Delegation is one of the key aspects of leadership and management and one of the kingpins in the development of human capital throughout the organisation, a skill that can be learnt, but one that is often mismanaged.
Taken at its root, delegation is defined in most dictionaries as :
1. The act of delegating, or investing with authority to act for another; the appointment of a delegate or delegates.[1913 Webster}
However, there are many instances where delegation results in the giving of mundane or repetitive tasks to another person to fulfill with very little notion of authority – well as long as things are going well.
Conversely, when things tun out badly, the authority comes tumbling down from above on the delegee, who usually takes full responsibility for ‘failure’ resulting from delegation.
Now, this is not delegation at all – no matter how we look at it.
Delegation has many benefits for both manager and team – if a manager does not
delegate there are several clear results that will ensue: the team will be largely idle,
inefficient, demoralised, stagnant and the manager will be overloaded.
Newly promoted managers are often loathe to delegate as they try to prove that they
can do their job, delegation being perceived as a form of weakness or an inability
to do their job, or that the feeling pervades that they are the best person for the job.
The act of delegating is a way of putting heads together, using more than one brain to
complete tasks and solve problems – it helps raise motivation in the team and gives a
manager an excellent view of the abilities in the team.
If we return to dictionary definitions – a manager is a person who manages people and
tasks – ensuring that the job gets done, not necessarily doing the job, otherwise they
would be called “doers”.
One of the key aspects of managing is developing the skills of team members, whilst
ensuring that work is distributed evenly according to the skills and abilities available.There is sometimes a danger that a manager will create tensions in a team by
delegating to people whom they consider are trustworthy to execute tasks,
whilst not delegating to those they do not trust – the ideal is to be able to
develop members of the team by instilling trust.
There are risks involved, of course, but a manager should be able to evaluate the
risks alongside the gains of delegating as long as it is done logically, there should be
minimal risks, keeping in mind that certain tasks and authority will not be able to
Tasks that fall into this category will probably be recruitment, sacking or dismissals,
disciplinary issues, salary issues and regulations and general policy.
If you, as a manager, delegate a task to a team member, you will delegate the
authority to do the task but you will be ultimately responsible for the execution
of the task, on schedule and correctly.
It is a fairly straightforward process that many managers already do without
really thinking about it, we call it the STAR process:
1. Select the person for the task who has the necessary skills to carry out the task.
2. Ensure that the person you have selected has sufficient time to carry out the task,
not only the task in question, but also in view of their existing workload.

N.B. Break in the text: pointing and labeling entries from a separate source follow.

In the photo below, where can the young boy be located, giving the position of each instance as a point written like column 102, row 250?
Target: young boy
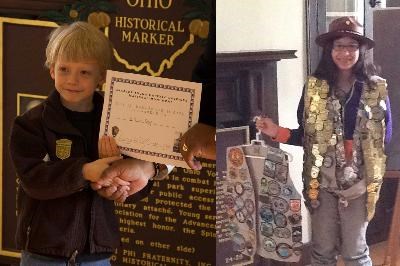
column 54, row 147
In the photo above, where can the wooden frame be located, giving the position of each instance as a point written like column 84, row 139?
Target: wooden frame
column 3, row 21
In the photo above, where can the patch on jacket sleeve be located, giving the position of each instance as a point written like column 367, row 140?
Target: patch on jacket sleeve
column 63, row 148
column 46, row 158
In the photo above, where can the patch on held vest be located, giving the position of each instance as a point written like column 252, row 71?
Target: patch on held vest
column 63, row 148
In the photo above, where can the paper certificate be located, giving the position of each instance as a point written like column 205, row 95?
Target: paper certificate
column 148, row 115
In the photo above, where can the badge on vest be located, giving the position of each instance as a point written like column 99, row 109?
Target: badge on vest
column 63, row 148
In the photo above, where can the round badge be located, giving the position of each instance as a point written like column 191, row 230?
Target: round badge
column 287, row 191
column 280, row 220
column 266, row 214
column 314, row 183
column 377, row 113
column 274, row 188
column 233, row 173
column 295, row 218
column 229, row 202
column 284, row 251
column 247, row 186
column 239, row 189
column 297, row 248
column 231, row 213
column 249, row 247
column 243, row 174
column 249, row 205
column 315, row 203
column 269, row 244
column 296, row 234
column 281, row 173
column 282, row 232
column 280, row 204
column 267, row 229
column 250, row 222
column 313, row 193
column 236, row 157
column 240, row 216
column 328, row 161
column 295, row 205
column 239, row 203
column 314, row 171
column 239, row 242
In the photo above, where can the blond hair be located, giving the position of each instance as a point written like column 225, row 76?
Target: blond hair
column 76, row 42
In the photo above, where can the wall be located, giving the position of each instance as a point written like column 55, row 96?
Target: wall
column 264, row 25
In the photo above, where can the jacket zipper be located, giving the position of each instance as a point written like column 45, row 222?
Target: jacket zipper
column 72, row 259
column 344, row 107
column 28, row 232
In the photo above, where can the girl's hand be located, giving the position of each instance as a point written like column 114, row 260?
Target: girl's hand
column 92, row 171
column 267, row 126
column 108, row 147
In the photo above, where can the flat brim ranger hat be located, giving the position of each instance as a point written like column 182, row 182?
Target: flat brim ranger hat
column 345, row 27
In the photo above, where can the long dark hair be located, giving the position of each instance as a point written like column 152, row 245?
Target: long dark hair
column 327, row 69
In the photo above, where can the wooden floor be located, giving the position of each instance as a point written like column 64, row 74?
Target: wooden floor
column 377, row 253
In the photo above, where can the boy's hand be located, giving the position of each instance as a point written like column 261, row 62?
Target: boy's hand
column 117, row 194
column 198, row 142
column 108, row 147
column 92, row 171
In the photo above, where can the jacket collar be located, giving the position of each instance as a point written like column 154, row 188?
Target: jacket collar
column 53, row 113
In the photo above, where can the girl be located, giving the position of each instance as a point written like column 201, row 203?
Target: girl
column 344, row 117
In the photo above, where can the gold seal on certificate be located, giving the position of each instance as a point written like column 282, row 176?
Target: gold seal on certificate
column 147, row 115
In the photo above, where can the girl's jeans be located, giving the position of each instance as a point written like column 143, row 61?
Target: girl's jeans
column 339, row 230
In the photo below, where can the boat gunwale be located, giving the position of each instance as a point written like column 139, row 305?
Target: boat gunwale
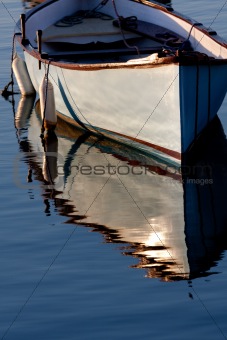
column 182, row 59
column 217, row 38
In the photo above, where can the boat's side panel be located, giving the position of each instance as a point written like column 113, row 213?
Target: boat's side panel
column 142, row 103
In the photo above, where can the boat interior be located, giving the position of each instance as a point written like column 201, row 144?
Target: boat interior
column 89, row 35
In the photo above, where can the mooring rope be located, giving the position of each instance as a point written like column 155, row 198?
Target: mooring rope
column 120, row 26
column 44, row 111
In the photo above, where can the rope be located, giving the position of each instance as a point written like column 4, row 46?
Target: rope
column 44, row 111
column 5, row 92
column 120, row 18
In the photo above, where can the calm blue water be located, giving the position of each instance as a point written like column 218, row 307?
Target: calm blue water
column 120, row 272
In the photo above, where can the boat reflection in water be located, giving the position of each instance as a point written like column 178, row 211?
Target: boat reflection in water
column 171, row 220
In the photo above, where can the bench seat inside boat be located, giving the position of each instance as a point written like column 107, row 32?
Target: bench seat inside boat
column 90, row 30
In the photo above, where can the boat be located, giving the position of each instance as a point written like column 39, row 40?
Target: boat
column 172, row 224
column 134, row 71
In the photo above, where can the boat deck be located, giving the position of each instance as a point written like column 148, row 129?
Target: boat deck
column 83, row 38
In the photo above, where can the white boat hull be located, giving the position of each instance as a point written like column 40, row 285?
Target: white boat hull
column 156, row 104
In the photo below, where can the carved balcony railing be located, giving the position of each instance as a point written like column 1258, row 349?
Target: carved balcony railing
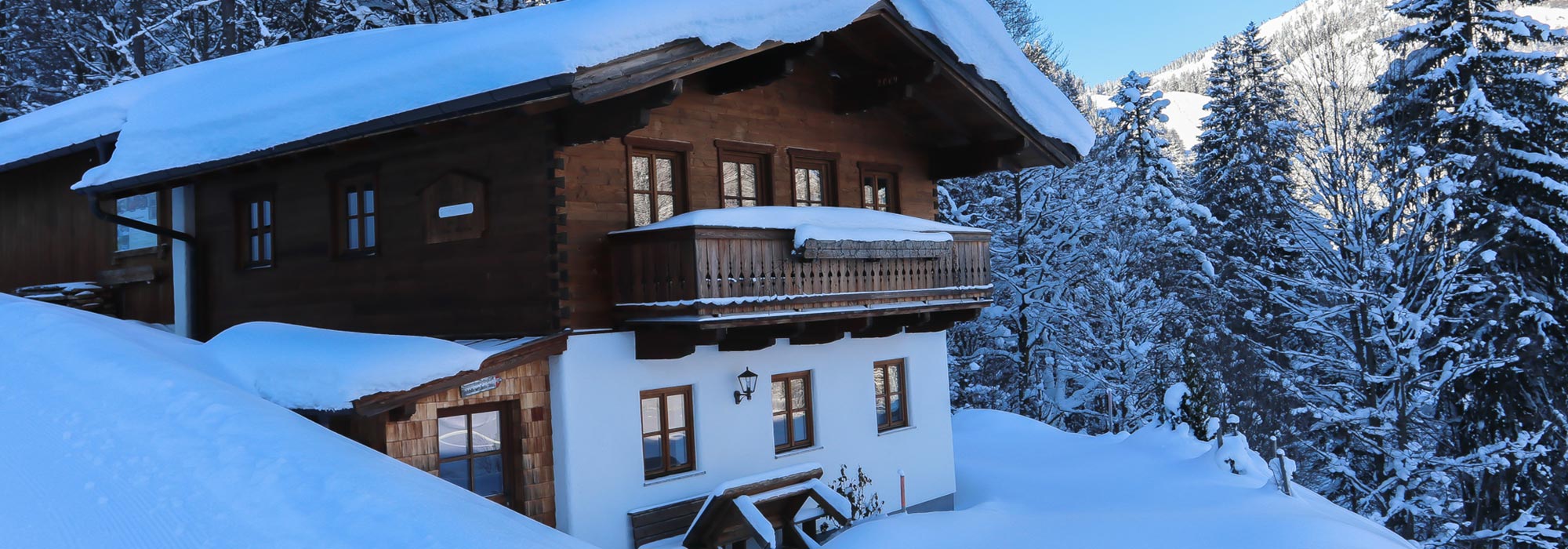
column 755, row 277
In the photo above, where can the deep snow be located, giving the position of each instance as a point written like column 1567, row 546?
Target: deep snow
column 1023, row 484
column 117, row 437
column 263, row 100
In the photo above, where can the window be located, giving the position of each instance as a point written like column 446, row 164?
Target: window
column 791, row 412
column 658, row 187
column 471, row 443
column 357, row 217
column 256, row 231
column 880, row 187
column 811, row 175
column 744, row 173
column 667, row 432
column 893, row 407
column 140, row 208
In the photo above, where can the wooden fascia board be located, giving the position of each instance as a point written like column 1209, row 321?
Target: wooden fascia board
column 539, row 349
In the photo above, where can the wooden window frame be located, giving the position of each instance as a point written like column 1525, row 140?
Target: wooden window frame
column 789, row 409
column 244, row 231
column 680, row 155
column 357, row 181
column 664, row 431
column 509, row 437
column 758, row 155
column 873, row 169
column 808, row 159
column 162, row 197
column 888, row 391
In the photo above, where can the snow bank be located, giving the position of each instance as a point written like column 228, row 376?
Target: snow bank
column 1023, row 484
column 118, row 438
column 256, row 101
column 327, row 369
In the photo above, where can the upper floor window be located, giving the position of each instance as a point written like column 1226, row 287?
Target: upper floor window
column 256, row 230
column 793, row 412
column 473, row 449
column 744, row 173
column 811, row 178
column 140, row 208
column 891, row 402
column 669, row 446
column 658, row 180
column 357, row 216
column 880, row 187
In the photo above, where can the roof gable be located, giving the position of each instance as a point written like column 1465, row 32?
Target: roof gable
column 318, row 92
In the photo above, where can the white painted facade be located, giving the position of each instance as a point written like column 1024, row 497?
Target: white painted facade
column 595, row 391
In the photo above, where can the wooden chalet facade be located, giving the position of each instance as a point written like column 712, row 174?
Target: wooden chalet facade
column 504, row 219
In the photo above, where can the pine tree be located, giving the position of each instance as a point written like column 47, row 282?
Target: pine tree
column 1476, row 123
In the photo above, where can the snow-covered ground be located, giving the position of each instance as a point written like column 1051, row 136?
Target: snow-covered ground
column 1023, row 484
column 117, row 437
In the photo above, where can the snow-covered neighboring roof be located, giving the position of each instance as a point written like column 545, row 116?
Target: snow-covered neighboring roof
column 813, row 219
column 263, row 100
column 325, row 369
column 120, row 438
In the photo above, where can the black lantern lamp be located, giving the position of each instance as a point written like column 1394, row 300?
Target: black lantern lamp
column 749, row 385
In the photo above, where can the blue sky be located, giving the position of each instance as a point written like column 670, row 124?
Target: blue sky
column 1108, row 38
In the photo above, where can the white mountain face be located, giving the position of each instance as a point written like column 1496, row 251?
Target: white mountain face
column 1321, row 43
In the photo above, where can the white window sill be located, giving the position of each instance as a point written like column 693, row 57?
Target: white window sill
column 661, row 481
column 896, row 431
column 797, row 453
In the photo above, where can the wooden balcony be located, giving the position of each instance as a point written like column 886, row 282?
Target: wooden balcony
column 742, row 289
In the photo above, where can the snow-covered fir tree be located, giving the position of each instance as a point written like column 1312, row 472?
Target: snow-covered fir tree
column 1475, row 122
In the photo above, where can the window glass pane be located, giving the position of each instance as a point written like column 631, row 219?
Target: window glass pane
column 677, row 410
column 641, row 173
column 749, row 181
column 731, row 175
column 678, row 451
column 488, row 476
column 650, row 416
column 653, row 456
column 487, row 432
column 780, row 431
column 800, row 426
column 457, row 473
column 666, row 172
column 140, row 208
column 642, row 209
column 779, row 396
column 452, row 437
column 667, row 206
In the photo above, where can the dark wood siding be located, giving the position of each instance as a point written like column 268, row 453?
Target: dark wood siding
column 791, row 114
column 495, row 285
column 49, row 236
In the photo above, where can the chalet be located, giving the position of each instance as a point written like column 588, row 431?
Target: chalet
column 680, row 256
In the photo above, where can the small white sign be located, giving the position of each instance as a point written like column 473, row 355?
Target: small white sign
column 456, row 211
column 477, row 387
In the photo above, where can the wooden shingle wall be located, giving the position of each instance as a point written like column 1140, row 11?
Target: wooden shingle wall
column 526, row 393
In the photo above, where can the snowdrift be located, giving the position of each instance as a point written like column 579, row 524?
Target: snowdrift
column 1023, row 484
column 117, row 437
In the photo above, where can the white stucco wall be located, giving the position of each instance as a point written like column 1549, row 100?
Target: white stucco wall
column 598, row 456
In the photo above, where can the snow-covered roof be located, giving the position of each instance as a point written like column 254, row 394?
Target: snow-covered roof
column 120, row 438
column 818, row 220
column 325, row 369
column 256, row 101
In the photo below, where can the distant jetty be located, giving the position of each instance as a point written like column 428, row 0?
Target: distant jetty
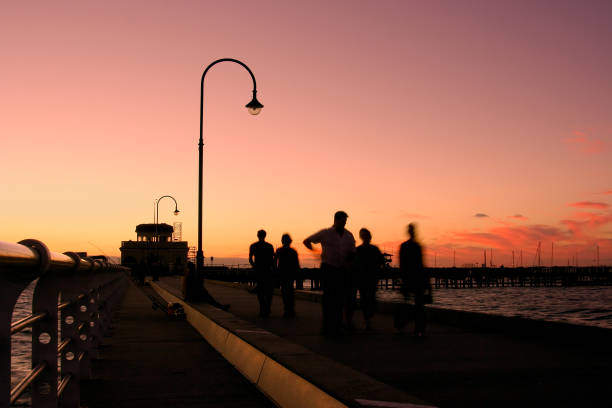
column 459, row 278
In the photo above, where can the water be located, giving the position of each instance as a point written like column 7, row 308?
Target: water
column 21, row 343
column 583, row 305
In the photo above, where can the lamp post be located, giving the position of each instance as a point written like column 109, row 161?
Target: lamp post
column 156, row 220
column 254, row 107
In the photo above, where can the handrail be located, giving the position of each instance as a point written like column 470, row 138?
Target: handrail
column 26, row 381
column 63, row 344
column 27, row 321
column 68, row 331
column 62, row 385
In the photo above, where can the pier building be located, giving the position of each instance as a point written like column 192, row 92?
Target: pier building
column 154, row 244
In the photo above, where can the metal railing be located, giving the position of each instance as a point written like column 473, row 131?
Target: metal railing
column 72, row 304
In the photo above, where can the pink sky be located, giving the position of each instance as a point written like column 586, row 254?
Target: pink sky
column 394, row 111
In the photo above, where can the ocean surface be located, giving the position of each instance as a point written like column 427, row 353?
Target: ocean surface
column 585, row 305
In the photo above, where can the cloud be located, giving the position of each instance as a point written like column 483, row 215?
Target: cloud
column 404, row 214
column 585, row 143
column 589, row 204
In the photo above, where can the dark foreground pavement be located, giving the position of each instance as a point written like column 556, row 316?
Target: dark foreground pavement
column 152, row 361
column 452, row 366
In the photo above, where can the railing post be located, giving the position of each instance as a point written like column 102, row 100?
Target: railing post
column 71, row 288
column 12, row 283
column 44, row 333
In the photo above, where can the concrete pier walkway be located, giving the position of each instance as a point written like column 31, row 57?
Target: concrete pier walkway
column 451, row 367
column 150, row 360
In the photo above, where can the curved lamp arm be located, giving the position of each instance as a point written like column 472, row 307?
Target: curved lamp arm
column 254, row 108
column 176, row 212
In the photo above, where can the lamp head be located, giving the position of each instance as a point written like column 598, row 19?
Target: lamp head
column 254, row 107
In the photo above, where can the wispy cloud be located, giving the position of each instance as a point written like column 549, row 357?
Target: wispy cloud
column 405, row 214
column 584, row 143
column 589, row 204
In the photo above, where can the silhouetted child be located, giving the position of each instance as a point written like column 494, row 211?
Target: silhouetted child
column 368, row 261
column 261, row 258
column 288, row 265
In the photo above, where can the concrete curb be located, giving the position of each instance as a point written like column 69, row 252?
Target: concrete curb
column 276, row 366
column 282, row 386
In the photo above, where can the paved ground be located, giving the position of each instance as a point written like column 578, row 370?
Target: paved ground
column 152, row 361
column 452, row 366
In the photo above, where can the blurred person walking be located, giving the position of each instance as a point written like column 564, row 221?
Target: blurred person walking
column 415, row 283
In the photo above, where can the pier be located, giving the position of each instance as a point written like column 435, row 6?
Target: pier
column 460, row 278
column 144, row 357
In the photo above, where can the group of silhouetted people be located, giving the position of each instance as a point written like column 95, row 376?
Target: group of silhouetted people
column 345, row 269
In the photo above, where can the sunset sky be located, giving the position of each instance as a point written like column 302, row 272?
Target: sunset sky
column 489, row 123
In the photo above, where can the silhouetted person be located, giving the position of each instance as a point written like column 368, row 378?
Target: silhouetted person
column 189, row 284
column 288, row 267
column 338, row 249
column 261, row 258
column 368, row 261
column 415, row 282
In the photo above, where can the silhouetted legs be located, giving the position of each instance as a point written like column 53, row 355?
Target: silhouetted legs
column 332, row 282
column 367, row 300
column 350, row 304
column 288, row 297
column 265, row 291
column 406, row 312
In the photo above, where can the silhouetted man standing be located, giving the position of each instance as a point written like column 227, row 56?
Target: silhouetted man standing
column 261, row 258
column 288, row 265
column 368, row 262
column 338, row 248
column 415, row 282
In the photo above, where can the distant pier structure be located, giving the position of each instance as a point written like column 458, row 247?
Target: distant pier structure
column 155, row 245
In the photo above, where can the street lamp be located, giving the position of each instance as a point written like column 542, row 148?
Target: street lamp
column 156, row 220
column 254, row 107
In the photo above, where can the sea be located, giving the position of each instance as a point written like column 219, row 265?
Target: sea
column 581, row 305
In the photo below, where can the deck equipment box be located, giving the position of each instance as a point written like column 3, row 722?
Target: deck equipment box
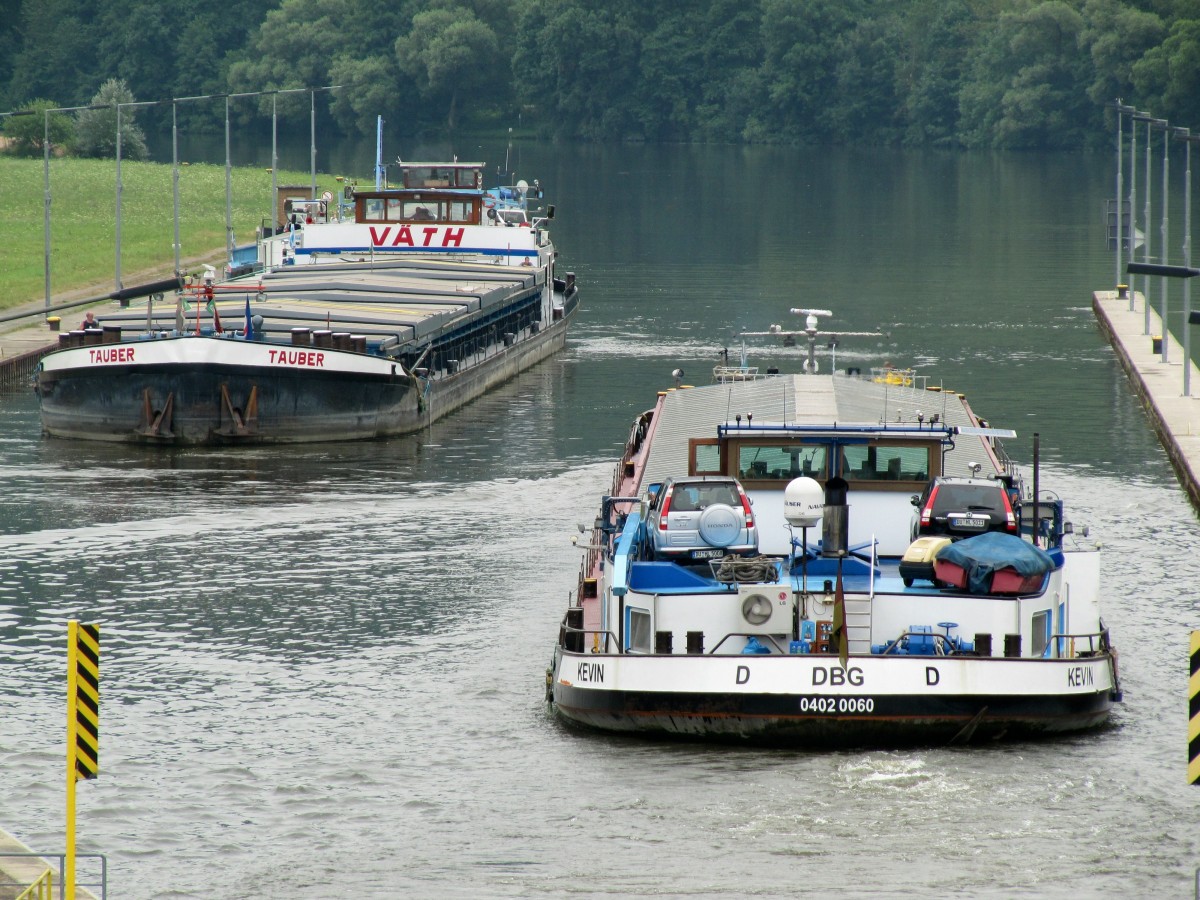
column 918, row 559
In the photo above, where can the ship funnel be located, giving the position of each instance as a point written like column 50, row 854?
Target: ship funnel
column 835, row 522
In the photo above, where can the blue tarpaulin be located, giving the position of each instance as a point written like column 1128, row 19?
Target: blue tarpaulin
column 984, row 555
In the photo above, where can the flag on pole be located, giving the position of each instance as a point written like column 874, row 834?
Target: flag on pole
column 839, row 621
column 211, row 306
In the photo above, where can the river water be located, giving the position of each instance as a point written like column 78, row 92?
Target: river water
column 323, row 667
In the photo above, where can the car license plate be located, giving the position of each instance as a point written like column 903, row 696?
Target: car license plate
column 969, row 522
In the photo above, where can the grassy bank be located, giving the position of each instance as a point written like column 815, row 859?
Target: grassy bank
column 83, row 220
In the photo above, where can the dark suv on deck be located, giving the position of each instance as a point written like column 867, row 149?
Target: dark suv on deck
column 965, row 507
column 701, row 517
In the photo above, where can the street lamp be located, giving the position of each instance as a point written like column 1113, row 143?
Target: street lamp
column 119, row 185
column 312, row 131
column 1146, row 241
column 46, row 187
column 1162, row 124
column 1133, row 192
column 1186, row 136
column 1122, row 111
column 174, row 163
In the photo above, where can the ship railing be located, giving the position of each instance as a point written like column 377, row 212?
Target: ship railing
column 1063, row 646
column 42, row 886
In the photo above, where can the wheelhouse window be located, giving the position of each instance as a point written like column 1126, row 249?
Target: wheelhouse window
column 703, row 457
column 781, row 462
column 871, row 462
column 373, row 210
column 417, row 208
column 639, row 637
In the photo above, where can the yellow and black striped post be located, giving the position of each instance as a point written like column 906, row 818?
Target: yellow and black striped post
column 83, row 726
column 1194, row 714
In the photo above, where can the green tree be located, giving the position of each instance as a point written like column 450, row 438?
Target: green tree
column 1167, row 78
column 1027, row 88
column 96, row 129
column 58, row 51
column 450, row 54
column 577, row 66
column 1117, row 36
column 27, row 133
column 802, row 42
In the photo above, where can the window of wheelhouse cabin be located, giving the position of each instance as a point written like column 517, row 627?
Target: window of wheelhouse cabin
column 463, row 179
column 781, row 462
column 705, row 457
column 887, row 462
column 372, row 209
column 417, row 208
column 439, row 210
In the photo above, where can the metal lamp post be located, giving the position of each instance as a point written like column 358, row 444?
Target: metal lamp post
column 1133, row 190
column 174, row 163
column 46, row 189
column 1167, row 139
column 1146, row 241
column 1189, row 139
column 312, row 131
column 120, row 186
column 1120, row 235
column 275, row 156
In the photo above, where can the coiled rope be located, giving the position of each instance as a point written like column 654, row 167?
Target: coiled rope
column 745, row 570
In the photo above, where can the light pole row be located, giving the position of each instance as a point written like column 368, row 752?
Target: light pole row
column 1146, row 268
column 174, row 102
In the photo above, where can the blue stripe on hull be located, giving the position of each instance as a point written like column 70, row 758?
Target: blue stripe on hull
column 774, row 719
column 293, row 406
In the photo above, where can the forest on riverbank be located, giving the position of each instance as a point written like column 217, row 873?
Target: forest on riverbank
column 955, row 73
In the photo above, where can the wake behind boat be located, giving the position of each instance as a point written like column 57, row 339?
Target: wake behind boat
column 360, row 322
column 829, row 561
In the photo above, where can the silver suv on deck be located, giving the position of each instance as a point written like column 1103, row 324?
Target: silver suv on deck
column 701, row 517
column 964, row 507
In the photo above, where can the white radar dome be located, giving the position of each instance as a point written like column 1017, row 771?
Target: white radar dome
column 803, row 502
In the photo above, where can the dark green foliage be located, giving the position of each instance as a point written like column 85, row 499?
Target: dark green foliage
column 1006, row 73
column 96, row 130
column 27, row 135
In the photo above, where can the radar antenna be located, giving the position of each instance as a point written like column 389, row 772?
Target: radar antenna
column 810, row 334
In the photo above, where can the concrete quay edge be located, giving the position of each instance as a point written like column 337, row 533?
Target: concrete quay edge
column 1174, row 415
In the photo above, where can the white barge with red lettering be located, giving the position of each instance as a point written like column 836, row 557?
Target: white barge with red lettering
column 359, row 323
column 773, row 565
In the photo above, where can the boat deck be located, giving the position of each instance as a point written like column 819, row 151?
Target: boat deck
column 405, row 300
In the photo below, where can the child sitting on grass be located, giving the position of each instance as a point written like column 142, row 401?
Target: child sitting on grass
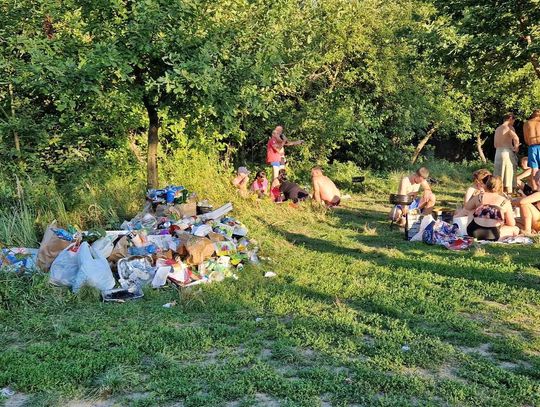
column 260, row 185
column 241, row 181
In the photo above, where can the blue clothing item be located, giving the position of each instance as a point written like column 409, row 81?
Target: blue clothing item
column 415, row 204
column 533, row 155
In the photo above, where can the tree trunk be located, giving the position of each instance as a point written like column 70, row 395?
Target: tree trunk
column 536, row 65
column 153, row 142
column 479, row 144
column 16, row 139
column 422, row 143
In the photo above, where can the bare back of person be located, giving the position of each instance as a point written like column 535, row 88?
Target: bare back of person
column 493, row 200
column 328, row 190
column 503, row 136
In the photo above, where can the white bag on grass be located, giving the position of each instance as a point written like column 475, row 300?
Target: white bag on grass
column 65, row 267
column 104, row 246
column 426, row 220
column 94, row 270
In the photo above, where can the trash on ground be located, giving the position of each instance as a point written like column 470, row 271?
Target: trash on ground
column 175, row 240
column 7, row 392
column 18, row 258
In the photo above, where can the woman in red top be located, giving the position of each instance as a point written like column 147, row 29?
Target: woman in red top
column 275, row 150
column 260, row 185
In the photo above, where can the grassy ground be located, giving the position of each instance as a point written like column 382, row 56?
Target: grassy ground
column 355, row 316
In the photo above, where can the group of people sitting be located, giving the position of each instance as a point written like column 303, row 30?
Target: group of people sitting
column 490, row 212
column 281, row 189
column 324, row 191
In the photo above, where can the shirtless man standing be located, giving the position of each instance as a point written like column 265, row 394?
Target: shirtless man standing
column 531, row 131
column 410, row 185
column 506, row 145
column 324, row 190
column 275, row 150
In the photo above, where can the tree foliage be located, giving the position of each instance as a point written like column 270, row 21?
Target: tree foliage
column 358, row 80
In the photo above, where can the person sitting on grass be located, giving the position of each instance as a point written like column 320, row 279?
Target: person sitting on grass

3. The person to who a task is delegated must be invested with sufficient authority
to carry out the task and it is important that others are aware of this too, especially
if they work in a transversal role or in project mode.
4. Responsibility for the completion of the task is ultimately the manager’s.
However, the delegee needs to have a certain level of responsibility to the manager
for the completion of the task.
One of way of overcoming this is to be very clear that both credit and failure will be
shared by the manager and the team member.
Very often, credit is given to the manager, when things turn out well with little recognition
for the person who executed the task – this needs to be addressed in order that delegation
becomes a natural team phenomena.
When tasks have been delegated it is very important that communication becomes a two-way
process between delegator and delegee to ensure that tasks can be followed through their
duration and that contingency plans can be anticipated where necessary.
It is also important that delegation becomes part of the people development process,
feedback, planning, goal and action step setting are necessary to ensure that those that
are learning are helped to develop, whilst developing other members into roles where
they develop skills through delegation.
Basically the process involves the following:
WHAT – Determine the tasks that can be delegated.
WHEN – Clarify the results that you expect, along with the timescale for the completion of tasks.
HOW – Empower the team member to carry out the tasks in the way that they see most appropriate
– don’t dictate How you want things doing, this will destroy all notion of autonomy that you
are trying to build.
WHERE – Define the boundaries of responsibility, ensuring that this is clearly understood
by the team member.
Set up communication channels and how you will feed back and touch base on the delegated tasks.
Communicate to others, especially if you are working in project or transverse roles, the scope and
range of the authority given to the team member accomplish the task.
Avoid reversals in delegation, where the team member re-delegates the tasks to others or attempts
to dump the delegation back on the manager.
If the manager takes tasks back, they could damage the confidence that was gained in the person
and provoke imbalance in the team, where relationships within the team and with management
could be damaged.
Delegation has numerous benefits, it is a two-way process that helps :
Develop team member skills
Implicate team members in the work of the company / department
Give managers time to network / benchmark with other managers
Improve relationships and confidence in the team
Share workloads more evenly
Evaluate the skills and competences in the team
Give learning opportunities to team members
If you want to have more quality time for yourself and for your team, whilst developing the
skills and the autonomy of your team – delegate now!